15 feb 2006

Bluefields

Jacinta Escudos
y
Viajar desde Managua hasta Bluefields era una aventura. Había que tomar un avión. El avión salía a las 6 de la mañana del aeropuerto. Había que estar allí una hora antes. Por supuesto, tenía que levantarme muy temprano.

Los viejos aviones de la Fuera Aérea que volaban hasta allá me daban desconfianza. Pero la otra alternativa era un viaje mucho más largo por tierra, tomando un incómodo autobús que atravesaba Nicaragua a lo ancho, hasta Ciudad Rama, y luego tomar un barco destartalado que navegaba entre 8 y 10 horas por el Río Escondido. En total, el viaje por tierra duraba casi 20 horas.

Prefería el avión.

La primera vez que viajé a Bluefields estaba tan exaltada que casi no dormí. El Atlántico era para mí un lugar mitológico. Nunca había ido a ningún lugar del Atlántico.

Me gustaba la idea de viajar y ver cosas nuevas. Diferentes. Recordé que hacía años había visto fotos de Bluefields. Casas de madera, pintadas de colores, con pequeños corredores al frente. Parecían tarjetas postales aquellas fotos tomadas por algún amigo extranjero que había ido allá.

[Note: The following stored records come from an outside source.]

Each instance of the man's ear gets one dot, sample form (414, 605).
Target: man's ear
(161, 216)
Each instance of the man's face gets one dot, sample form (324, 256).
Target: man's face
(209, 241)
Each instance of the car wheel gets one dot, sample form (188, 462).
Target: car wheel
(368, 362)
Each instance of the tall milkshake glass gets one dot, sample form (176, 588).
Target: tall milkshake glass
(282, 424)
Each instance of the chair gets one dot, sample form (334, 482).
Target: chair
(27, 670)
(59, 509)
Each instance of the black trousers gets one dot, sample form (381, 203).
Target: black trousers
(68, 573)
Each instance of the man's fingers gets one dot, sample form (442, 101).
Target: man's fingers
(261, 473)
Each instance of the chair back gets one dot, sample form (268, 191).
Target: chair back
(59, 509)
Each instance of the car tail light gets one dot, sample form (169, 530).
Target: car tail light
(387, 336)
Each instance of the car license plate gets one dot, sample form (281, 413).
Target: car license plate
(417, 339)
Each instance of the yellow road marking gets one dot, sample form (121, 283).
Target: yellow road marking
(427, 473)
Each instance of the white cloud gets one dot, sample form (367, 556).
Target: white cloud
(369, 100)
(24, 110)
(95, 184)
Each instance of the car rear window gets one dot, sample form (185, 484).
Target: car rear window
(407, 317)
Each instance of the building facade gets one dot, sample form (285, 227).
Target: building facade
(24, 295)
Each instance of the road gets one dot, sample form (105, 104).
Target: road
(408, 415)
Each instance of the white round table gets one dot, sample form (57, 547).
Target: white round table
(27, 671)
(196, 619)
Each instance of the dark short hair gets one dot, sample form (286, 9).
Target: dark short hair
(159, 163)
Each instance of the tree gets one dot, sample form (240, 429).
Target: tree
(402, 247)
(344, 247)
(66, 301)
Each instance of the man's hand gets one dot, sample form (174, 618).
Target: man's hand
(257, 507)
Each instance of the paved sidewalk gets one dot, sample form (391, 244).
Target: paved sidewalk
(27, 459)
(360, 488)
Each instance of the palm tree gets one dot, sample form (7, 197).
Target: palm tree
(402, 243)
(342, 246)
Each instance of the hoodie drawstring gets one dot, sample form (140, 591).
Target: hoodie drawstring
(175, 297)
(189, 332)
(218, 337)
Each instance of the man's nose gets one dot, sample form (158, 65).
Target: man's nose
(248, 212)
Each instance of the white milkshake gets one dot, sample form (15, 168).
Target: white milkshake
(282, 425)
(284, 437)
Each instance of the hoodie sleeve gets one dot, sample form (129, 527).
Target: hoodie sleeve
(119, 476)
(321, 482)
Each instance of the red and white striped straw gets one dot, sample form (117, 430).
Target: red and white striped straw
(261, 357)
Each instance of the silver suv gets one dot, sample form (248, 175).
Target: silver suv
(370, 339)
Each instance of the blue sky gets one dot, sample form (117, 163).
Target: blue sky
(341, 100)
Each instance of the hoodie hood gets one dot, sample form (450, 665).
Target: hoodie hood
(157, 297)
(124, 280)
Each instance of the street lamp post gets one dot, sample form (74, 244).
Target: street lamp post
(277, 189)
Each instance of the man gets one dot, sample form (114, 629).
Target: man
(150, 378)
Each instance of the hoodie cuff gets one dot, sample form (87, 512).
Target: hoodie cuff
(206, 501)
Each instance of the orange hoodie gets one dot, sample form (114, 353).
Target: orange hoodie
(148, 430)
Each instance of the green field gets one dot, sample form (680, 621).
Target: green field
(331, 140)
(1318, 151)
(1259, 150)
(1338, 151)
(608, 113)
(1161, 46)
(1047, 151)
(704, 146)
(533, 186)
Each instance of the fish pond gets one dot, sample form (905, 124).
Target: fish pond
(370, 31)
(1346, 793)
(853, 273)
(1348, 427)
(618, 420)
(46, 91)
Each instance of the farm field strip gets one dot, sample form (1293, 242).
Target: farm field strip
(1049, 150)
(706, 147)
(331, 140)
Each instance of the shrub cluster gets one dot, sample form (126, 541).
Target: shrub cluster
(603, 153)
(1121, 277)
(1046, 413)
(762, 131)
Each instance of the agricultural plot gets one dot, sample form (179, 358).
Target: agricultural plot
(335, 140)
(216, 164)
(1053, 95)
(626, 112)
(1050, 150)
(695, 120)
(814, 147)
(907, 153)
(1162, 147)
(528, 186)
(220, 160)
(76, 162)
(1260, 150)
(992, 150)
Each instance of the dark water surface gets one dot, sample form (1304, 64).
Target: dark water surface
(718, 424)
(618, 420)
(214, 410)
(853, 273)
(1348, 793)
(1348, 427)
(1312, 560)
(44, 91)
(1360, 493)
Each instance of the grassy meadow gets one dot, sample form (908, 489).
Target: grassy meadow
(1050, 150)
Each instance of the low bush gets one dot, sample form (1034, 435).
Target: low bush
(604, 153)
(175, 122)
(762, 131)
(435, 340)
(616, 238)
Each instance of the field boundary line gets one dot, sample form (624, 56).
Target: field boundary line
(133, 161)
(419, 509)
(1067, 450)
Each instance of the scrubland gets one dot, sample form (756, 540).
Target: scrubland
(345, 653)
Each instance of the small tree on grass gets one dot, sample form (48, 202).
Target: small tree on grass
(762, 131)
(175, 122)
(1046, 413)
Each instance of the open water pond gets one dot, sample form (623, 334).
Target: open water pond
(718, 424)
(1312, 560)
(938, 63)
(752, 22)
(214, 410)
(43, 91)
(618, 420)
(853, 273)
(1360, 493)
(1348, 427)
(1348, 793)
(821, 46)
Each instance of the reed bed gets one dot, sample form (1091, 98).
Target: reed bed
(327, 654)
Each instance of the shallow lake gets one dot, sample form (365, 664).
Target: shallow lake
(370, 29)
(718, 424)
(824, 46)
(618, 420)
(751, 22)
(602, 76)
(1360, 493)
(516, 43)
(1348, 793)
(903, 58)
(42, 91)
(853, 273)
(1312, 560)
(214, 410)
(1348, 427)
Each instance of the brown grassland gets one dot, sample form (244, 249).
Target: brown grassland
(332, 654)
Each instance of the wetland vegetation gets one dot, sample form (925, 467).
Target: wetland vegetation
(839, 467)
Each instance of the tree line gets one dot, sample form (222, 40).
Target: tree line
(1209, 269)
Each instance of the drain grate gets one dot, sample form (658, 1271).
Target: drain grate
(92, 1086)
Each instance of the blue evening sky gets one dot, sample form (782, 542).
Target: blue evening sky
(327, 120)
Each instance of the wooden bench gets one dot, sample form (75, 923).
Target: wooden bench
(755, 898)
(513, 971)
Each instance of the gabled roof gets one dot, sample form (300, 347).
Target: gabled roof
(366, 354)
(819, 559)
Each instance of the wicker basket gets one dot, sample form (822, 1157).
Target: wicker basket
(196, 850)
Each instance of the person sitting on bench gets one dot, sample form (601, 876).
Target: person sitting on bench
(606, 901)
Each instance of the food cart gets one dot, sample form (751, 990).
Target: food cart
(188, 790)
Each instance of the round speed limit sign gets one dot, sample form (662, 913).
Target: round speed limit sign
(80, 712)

Un par de meses antes, el huracán "Joan" había arrasado la región. De hecho, mi trabajo tenía que ver con labores de reconstrucción en la zona. El huracán había pasado por todo el país, a lo ancho, incluso por Managua.

Fue como en las películas: los vientos moviendo los árboles como si fueran de trapo. Cosas volando por todas partes. Lluvia, mucha lluvia. El zumbido del viento cansando el oído. Y el ojo del huracán, un momento de descanso, de silencio, de algo tan quieto que no podía ser más que la antesala de lo peor.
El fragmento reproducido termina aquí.